Enfin, le superbe texte d’Yves Peyré consacré aux Illuminations, La torche de vivre, nous ravit par la façon intime dont l’auteur raconte comment il tomba tout petit dans Rimbaud. Ce fut d’abord, comme pour beaucoup d’entre nous, grâce aux premiers poèmes en vers avant qu’il ne vienne se heurter à la prose des Illuminations. Le coup de foudre est bien là mais l’hermétisme de ses textes le déconcerte avant que le voile ne se déchire enfin, après de nombreuses lectures appliquées et volontaires, brusquement récompensées : « La poésie en elle-même. A travers, et peu à peu, par-delà la spécificité de Rimbaud. Tenir la poésie même. En soi. Une telle découverte ne s’abolit jamais. […] Rimbaud a semble-t-il, extirpé la poésie de lui-même, il a procédé sur soi à la plus audacieuse des opérations. Il a quitté le rêve, désépousé la langue pour étreindre le réel. Surhomme donc, à bien des titres ».
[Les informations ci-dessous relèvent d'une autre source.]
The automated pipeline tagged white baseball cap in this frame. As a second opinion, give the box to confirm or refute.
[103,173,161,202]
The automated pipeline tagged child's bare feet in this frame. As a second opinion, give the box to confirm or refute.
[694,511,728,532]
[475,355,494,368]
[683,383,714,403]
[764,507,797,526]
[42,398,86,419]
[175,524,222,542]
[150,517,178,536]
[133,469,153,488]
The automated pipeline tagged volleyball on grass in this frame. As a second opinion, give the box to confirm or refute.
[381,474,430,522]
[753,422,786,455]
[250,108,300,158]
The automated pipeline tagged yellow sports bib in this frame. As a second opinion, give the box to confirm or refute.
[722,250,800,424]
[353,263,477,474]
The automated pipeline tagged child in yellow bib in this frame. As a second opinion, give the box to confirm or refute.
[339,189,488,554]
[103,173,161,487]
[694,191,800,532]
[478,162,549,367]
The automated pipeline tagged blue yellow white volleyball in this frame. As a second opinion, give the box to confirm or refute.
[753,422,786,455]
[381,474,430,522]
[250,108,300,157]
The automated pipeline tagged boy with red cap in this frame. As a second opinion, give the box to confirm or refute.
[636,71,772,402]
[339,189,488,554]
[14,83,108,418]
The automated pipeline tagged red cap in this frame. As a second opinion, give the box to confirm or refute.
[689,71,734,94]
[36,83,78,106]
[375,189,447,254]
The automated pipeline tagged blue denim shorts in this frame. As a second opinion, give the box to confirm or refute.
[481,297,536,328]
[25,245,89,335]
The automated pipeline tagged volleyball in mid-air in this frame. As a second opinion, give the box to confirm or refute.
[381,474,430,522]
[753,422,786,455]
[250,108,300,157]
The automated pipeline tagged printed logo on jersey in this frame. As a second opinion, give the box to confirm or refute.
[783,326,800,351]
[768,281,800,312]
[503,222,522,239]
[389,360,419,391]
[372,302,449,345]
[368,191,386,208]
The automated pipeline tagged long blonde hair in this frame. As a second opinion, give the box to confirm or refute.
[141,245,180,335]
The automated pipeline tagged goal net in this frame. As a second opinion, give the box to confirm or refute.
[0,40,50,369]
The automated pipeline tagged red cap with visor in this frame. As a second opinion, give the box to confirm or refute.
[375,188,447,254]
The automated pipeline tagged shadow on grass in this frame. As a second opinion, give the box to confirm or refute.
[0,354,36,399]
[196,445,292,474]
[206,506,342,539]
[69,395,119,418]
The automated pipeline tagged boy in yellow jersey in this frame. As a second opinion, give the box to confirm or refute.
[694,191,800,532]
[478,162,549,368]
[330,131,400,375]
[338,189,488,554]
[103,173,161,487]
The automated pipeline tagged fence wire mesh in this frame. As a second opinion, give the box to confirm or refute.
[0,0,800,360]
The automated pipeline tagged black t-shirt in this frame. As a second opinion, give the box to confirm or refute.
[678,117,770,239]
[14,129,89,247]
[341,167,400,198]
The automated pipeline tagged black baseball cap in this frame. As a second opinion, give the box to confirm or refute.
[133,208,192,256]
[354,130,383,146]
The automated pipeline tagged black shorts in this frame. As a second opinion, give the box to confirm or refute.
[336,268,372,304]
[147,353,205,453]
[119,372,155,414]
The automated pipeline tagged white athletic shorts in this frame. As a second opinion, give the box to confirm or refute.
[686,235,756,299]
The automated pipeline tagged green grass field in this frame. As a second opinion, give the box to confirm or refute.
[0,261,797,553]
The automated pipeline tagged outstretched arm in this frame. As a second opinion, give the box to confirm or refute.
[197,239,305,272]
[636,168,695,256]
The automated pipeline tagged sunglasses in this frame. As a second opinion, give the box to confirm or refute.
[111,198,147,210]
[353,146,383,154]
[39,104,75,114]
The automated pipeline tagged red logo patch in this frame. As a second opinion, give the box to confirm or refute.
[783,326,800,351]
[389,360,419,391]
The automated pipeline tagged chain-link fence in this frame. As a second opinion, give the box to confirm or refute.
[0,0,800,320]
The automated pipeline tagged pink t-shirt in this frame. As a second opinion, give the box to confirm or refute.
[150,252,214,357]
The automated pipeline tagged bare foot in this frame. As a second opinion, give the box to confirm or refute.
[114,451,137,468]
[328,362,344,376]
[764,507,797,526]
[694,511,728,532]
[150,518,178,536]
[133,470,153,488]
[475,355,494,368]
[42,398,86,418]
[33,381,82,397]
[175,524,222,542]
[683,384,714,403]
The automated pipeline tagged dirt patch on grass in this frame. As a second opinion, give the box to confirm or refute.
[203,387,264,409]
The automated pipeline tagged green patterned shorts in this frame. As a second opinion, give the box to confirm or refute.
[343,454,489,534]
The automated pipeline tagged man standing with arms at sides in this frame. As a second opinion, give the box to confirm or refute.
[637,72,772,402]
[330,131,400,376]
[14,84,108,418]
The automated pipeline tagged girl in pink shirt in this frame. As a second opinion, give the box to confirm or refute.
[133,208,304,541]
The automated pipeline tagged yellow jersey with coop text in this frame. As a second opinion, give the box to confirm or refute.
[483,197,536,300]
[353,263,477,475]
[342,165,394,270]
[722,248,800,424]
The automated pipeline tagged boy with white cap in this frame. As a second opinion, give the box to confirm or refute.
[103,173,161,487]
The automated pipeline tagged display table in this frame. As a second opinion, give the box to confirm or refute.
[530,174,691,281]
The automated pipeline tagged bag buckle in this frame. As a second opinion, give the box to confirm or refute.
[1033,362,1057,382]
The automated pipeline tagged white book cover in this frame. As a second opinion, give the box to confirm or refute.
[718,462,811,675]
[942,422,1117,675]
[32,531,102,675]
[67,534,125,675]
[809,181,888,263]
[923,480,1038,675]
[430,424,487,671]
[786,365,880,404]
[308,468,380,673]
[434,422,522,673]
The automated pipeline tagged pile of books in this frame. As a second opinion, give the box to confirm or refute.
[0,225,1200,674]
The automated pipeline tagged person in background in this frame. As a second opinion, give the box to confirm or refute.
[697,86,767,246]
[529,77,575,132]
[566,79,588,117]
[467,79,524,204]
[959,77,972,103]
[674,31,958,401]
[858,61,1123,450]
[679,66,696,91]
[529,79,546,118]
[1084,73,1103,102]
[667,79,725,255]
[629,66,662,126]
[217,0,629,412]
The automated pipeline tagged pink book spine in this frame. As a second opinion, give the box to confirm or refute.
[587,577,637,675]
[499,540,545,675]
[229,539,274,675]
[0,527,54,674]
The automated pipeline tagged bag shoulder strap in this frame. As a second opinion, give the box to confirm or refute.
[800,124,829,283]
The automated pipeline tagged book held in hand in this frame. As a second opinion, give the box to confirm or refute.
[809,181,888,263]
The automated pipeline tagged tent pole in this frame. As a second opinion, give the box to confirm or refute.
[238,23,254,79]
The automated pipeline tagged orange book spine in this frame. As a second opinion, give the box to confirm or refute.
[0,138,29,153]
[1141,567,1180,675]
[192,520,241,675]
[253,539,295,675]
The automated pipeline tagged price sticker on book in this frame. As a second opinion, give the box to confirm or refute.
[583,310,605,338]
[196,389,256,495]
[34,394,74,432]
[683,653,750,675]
« Je pressai contre mon cœur le mince volume qui m’avait si généreusement remis les clefs de moi-même. »

 

Ernest Delahaye, Dessin “Un missionnaire qui vient de Charleville”. Fragment d’une lettre à Paul Verlaine. Paris, Bibliothèque littéraire Jacques Doucet.

Yves Peyré trouve le moyen de nous intéresser à “son” Rimbaud et de nous transmettre ses propres émotions : « Je crois que ce qui me remuait le plus, c’était cette radicalité qui ne souffrait pas de se retourner, cette décision, prise dans la frénésie de s’enfuir, d’avoir plusieurs vies, cette capacité d’oubli, à tout le moins de dénégation, pour du nouveau, toujours à embrasser. » 

Il trouve des formules fulgurantes : « Il serait à jamais celui qui avait été au bout, et à plusieurs reprises. »

« Rimbaud fut rendu au néant mais il avait fait main basse sur la lumière ».

« Il est la jauge secrète qui fait décider que tel ou tel est poète ».

L’ancien directeur de la Bibliothèque littéraire Jacques Doucet n’omet pas de relater le rôle joué par André Breton, alors secrétaire-bibliothécaire du grand couturier mécène, pour travailler de concert avec Ernest Delahaye afin de recevoir les confidences et les précieux renseignements que seul cet intime de Rimbaud possédait.

En fermant ce délicieux passeport vers la Rimbaldie, on peut seulement regretter de ne plus être en 2004 pour admirer l’ensemble des œuvres alors exposées à Bruxelles et cet agencement des salles qui a su, semble-t-il, concilier l’importance dramatique des documents sur la “Saison en enfer” de deux poètes de génie, avec des projets plus ludiques comme le Rock’n Rimbaud (Patti Smith & Dan Graham) ou la salle de l’Absinthe.